You should take three readings in succession, with at least a 1-minute break in between. The first is normally the highest, and the average is regarded as the blood pressure reading. It is best to get your readings in the early morning and the evening.

Closing Thoughts

As more of us take advantage of the growing availability of powerful gadgets for fitness and health, as well as online information, we should be careful not to overestimate our ability to self-diagnose, or simply replace the expertise of a qualified medical technician. Be sure to research carefully before investing in any equipment and develop a keen understanding of its limitations as well as its features.

Finally, for those who demand a more full-featured, flexible and higher end product, it's recommended to look for something that contains sizing variations (for children and adults, for example), memory or statistical features, so that you can keep track of changes in your blood pressure without having to keep these records elsewhere, as well as other features that bring detailed medical measurement statistics to you quickly and easily.
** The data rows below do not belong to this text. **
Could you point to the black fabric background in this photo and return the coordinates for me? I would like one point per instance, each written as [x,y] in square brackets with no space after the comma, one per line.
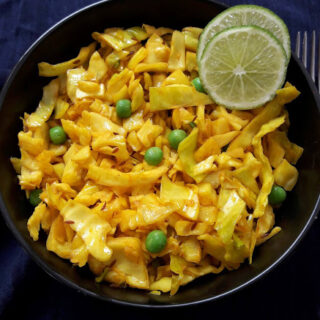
[291,291]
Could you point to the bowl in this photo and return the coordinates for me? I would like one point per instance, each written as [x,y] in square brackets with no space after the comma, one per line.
[23,91]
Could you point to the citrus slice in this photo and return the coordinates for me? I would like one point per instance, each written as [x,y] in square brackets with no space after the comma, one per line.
[243,15]
[242,67]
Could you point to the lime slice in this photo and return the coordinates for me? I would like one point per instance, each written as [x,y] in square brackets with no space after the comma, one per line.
[243,15]
[242,67]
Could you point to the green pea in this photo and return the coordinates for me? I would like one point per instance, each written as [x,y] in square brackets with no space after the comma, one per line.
[156,241]
[197,84]
[57,135]
[123,108]
[175,137]
[34,197]
[277,195]
[153,156]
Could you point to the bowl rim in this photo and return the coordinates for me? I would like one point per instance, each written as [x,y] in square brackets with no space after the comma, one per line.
[56,275]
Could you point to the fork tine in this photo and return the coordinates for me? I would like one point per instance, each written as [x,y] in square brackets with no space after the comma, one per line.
[313,56]
[305,49]
[319,65]
[298,45]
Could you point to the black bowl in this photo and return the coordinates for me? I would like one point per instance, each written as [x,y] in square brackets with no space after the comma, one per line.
[23,90]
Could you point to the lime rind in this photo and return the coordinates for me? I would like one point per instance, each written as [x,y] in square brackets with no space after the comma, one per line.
[280,31]
[242,105]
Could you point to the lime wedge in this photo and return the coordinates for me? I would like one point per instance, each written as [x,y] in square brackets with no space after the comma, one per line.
[242,67]
[243,15]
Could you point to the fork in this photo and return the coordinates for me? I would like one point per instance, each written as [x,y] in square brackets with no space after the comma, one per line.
[313,56]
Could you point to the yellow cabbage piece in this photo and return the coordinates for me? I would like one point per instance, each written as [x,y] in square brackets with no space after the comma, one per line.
[138,33]
[113,145]
[292,151]
[270,111]
[154,210]
[31,144]
[31,175]
[286,175]
[129,263]
[176,77]
[35,220]
[90,227]
[266,176]
[97,67]
[185,198]
[148,133]
[151,67]
[175,96]
[157,51]
[137,58]
[52,70]
[60,108]
[99,123]
[191,61]
[230,212]
[115,178]
[46,105]
[177,54]
[117,39]
[191,250]
[186,150]
[73,78]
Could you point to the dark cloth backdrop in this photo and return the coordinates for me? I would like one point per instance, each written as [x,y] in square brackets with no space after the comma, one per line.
[292,291]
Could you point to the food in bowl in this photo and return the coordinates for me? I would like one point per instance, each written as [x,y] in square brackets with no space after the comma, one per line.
[134,170]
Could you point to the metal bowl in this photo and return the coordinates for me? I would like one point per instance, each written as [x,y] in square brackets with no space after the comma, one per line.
[23,91]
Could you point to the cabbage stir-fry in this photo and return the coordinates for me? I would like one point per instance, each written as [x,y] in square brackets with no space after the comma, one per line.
[135,171]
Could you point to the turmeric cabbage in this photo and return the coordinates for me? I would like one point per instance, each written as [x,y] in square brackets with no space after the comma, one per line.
[100,199]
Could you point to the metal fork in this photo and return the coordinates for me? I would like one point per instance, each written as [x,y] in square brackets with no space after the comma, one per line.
[314,57]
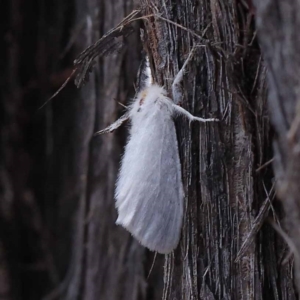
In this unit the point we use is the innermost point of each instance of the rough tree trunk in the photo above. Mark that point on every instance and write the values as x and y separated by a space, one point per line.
58 239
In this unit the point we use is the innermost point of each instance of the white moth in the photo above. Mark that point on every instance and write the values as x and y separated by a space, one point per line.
149 191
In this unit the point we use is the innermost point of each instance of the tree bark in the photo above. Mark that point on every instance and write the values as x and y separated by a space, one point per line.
58 239
277 24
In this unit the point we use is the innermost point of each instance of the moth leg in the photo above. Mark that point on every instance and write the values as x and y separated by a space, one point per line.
181 111
176 86
114 125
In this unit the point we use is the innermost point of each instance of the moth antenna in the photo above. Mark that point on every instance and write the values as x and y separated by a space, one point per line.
114 125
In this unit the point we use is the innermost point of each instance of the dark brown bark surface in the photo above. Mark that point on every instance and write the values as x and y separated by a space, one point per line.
58 239
278 24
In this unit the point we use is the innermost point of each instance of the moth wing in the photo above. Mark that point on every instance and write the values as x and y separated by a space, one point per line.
149 193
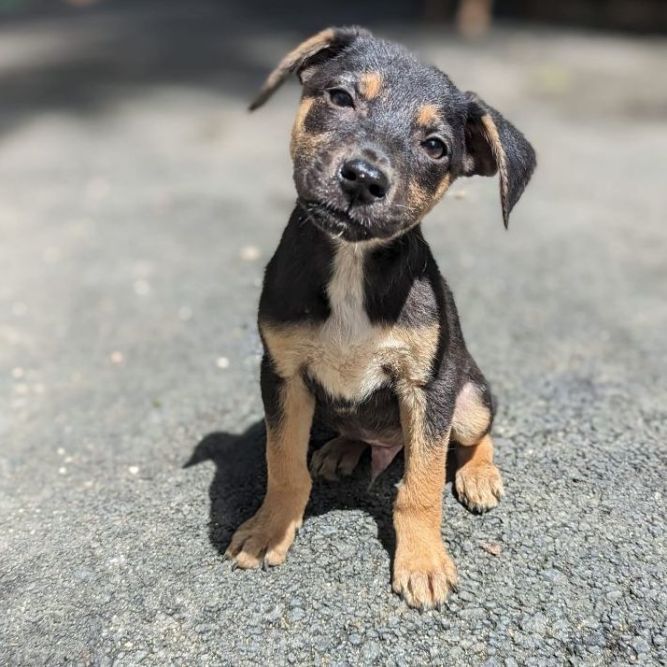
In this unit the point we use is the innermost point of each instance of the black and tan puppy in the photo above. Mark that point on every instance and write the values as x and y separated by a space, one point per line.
359 328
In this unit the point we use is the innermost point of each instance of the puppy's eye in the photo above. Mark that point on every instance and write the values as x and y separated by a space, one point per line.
340 97
436 148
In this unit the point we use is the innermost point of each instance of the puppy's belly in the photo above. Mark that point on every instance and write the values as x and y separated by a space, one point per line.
375 420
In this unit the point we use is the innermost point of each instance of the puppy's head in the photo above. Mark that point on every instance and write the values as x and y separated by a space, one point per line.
379 137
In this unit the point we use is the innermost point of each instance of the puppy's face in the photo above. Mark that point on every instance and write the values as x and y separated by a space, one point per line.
379 137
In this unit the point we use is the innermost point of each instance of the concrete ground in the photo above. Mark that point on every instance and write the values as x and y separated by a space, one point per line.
138 204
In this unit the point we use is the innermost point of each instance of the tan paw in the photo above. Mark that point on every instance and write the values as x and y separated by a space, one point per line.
265 538
424 577
479 486
339 455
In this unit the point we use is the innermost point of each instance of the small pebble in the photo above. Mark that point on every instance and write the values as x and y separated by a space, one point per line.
492 548
184 314
141 287
117 357
249 253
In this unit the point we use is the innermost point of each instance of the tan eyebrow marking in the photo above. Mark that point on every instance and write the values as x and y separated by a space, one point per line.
370 84
427 115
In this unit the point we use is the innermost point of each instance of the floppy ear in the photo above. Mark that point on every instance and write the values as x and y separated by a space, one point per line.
316 49
492 145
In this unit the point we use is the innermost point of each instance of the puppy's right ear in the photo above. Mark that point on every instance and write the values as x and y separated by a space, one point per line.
315 50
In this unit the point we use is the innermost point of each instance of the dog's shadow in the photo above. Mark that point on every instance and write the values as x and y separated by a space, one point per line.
239 481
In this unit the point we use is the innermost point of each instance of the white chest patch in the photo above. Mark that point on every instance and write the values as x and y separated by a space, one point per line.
348 355
351 351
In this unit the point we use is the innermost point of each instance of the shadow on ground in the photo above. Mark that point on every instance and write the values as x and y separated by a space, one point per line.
238 485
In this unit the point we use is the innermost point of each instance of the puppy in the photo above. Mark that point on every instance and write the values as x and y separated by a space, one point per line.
359 328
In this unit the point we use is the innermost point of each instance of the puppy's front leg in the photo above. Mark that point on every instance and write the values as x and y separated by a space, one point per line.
423 571
268 535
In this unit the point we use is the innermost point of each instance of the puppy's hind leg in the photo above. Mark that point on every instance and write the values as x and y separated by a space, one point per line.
478 483
340 455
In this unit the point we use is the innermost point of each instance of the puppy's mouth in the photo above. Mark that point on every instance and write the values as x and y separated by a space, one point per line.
336 221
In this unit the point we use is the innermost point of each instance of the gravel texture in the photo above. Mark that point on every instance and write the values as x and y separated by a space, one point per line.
138 204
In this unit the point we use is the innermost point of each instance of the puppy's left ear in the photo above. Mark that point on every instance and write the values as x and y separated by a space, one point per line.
492 145
316 49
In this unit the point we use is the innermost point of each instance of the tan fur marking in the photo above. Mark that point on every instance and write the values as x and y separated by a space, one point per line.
268 535
471 417
299 135
370 84
350 367
428 115
307 48
478 482
423 571
417 196
443 186
493 137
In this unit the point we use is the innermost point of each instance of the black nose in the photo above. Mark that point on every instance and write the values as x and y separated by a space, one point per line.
363 182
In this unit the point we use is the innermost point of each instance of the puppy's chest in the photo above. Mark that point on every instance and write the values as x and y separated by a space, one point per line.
349 356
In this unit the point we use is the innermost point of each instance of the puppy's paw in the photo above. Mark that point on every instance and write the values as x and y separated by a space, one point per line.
339 455
479 486
265 538
424 576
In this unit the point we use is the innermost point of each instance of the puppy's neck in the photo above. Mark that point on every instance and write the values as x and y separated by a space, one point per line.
346 291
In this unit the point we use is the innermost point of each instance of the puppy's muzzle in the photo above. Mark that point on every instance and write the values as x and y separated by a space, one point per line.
362 182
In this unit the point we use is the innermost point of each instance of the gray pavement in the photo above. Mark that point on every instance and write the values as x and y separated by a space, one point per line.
138 204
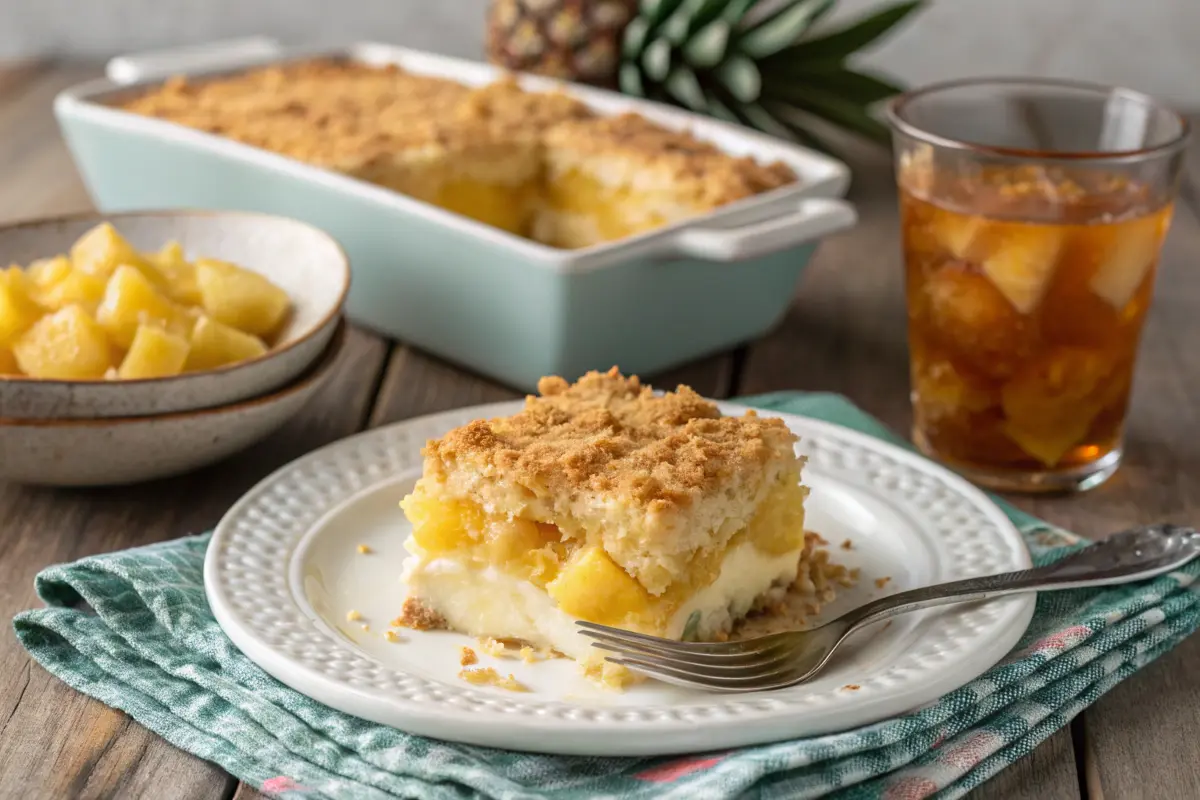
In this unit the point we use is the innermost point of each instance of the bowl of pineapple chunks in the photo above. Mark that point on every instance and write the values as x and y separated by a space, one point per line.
147 313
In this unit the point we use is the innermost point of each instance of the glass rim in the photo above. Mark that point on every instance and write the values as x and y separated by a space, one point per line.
897 104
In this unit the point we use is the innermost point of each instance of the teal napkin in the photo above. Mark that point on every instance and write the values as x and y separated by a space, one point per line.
135 631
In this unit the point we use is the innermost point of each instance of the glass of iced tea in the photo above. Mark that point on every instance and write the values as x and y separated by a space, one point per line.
1032 216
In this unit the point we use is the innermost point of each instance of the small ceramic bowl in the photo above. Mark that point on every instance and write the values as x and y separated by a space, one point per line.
129 450
303 260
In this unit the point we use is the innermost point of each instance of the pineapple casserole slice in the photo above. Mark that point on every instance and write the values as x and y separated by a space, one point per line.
605 501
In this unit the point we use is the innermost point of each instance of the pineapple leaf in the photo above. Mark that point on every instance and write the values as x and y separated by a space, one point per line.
637 32
841 43
655 11
834 108
683 85
630 79
741 77
781 28
679 24
708 46
737 10
861 86
657 59
720 109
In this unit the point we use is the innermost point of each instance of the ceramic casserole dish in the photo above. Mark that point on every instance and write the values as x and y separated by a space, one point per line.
493 301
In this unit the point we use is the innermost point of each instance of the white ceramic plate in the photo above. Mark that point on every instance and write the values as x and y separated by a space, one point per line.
283 571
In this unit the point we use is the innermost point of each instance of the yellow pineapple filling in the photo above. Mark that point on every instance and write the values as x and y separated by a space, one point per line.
576 571
501 205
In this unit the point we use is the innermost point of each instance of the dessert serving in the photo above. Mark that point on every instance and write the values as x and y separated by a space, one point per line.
605 501
106 311
538 164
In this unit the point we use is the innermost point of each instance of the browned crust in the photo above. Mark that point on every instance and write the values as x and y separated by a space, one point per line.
697 170
345 115
419 617
610 434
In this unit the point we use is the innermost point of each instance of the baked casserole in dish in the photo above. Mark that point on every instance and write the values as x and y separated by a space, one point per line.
517 226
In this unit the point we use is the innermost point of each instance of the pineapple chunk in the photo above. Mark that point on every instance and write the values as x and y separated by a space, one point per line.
1023 263
48 271
240 298
958 233
154 354
442 527
18 312
592 587
9 362
76 288
1126 265
179 275
215 346
67 346
102 250
131 300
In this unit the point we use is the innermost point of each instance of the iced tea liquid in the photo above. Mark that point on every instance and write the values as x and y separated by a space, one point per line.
1027 289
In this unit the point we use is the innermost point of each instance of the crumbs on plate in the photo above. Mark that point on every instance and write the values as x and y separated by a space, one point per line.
489 677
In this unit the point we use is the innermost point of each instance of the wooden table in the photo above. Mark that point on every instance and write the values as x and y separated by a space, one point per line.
845 334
Be warned that better features and flexibility obviously costs a bit more. Nevertheless, they often rival the devices found in clinics, ambulances and hospitals, without necessitating you go to medical school to get a detailed blood pressure measurement for you or your loved ones.

Moreover, the ability to transfer measurement data or sync with your computer is an increasingly useful feature, and the top line devices have this included as standard.